Brisbane Airport has proposed adding a new third terminal to meet predictions of a huge growth in travel demand.
The airport is already low on space with the current two terminals, according to the airport’s head of public affairs, Stephen Beckett, and with travel lockdowns from the pandemic lifting and the 2032 Olympic and Paralympic Games on the horizon, demand is only set to grow further.
The Brisbane Airport Commission (BAC) has estimated that passenger numbers at the airport will be around 50 million by 2040. “We really need that extra capacity to make sure that Queenslanders and people visiting Queensland can get to the destinations they need,” he said.
“We know that we’re going to see the number of people using Brisbane Airport more than double between now and 2040.”
Currently, the airport has suggested that the new terminal will be built between the two existing runways.

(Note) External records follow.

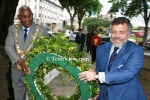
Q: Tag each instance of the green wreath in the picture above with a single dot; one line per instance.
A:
(40, 63)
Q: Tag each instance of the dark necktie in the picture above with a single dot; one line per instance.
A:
(113, 55)
(25, 34)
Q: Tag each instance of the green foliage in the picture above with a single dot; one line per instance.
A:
(132, 8)
(87, 7)
(95, 23)
(59, 45)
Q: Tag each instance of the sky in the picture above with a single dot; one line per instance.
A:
(136, 21)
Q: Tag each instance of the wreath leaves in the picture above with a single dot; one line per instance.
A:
(59, 45)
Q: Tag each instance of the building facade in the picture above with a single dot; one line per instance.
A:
(45, 12)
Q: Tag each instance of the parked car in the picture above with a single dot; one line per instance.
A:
(147, 44)
(105, 39)
(73, 36)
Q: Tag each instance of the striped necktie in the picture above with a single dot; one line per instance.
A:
(25, 34)
(113, 55)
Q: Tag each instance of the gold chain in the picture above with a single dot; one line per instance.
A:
(21, 52)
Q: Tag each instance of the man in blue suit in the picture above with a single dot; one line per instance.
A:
(118, 70)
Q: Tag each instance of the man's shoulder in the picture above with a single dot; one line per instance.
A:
(134, 46)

“We’re looking at the best location, together with our airline partners, for where that new terminal will go,” said chief executive Gert-Jan de Graaff.
“We think it will be in between the two runaways because that’s the perfect location to minimise aircraft taxiing, and it is close to our current domestic terminal.”
De Graaff has also said that the third terminal would potentially be used for both domestic and international flights, making its location between runways ideal.
“A few of our domestic airlines will likely go into terminal three,” he said.
“We might even allocate some international traffic in there as well to provide for better connectivity between domestic and international flights.”
Whilst the expansion to a third terminal would increase the airport’s capacity and bolster the state’s travel industry, concerns surrounding noise pollution have been raised.
Brisbane faced a similar scenario when it opened its new parallel runway in July 2020. Locals quickly complained about increased noise as a result of a slew of new flight paths.
Marcus Foth, acting chair of the Brisbane Flight Path Community Alliance, said that the new terminal would result in extra flights that would worsen noise pollution.
“I think the new terminal is part of the very aggressive growth strategy that the airport is pursuing,” said Foth.
“We know that they have already started to recover to pre-COVID numbers [of flights], and it is causing a very detrimental effect through the excessive noise pollution on about 169 suburbs of Brisbane.”
In response to the concerns, Beckett has said that the airport, in conjunction with Air Services Australia, had been designing flight paths to mitigate this.
“We are working with them to make sure that we have as limited impacts both on the environment and the community as possible,” he said.
When the parallel runway was opened in 2020, the BAC sought to increase flights over the bay, despite a push from the Greens to introduce a flight curfew and hourly caps, which the business said would cost the local economy $1 billion annually.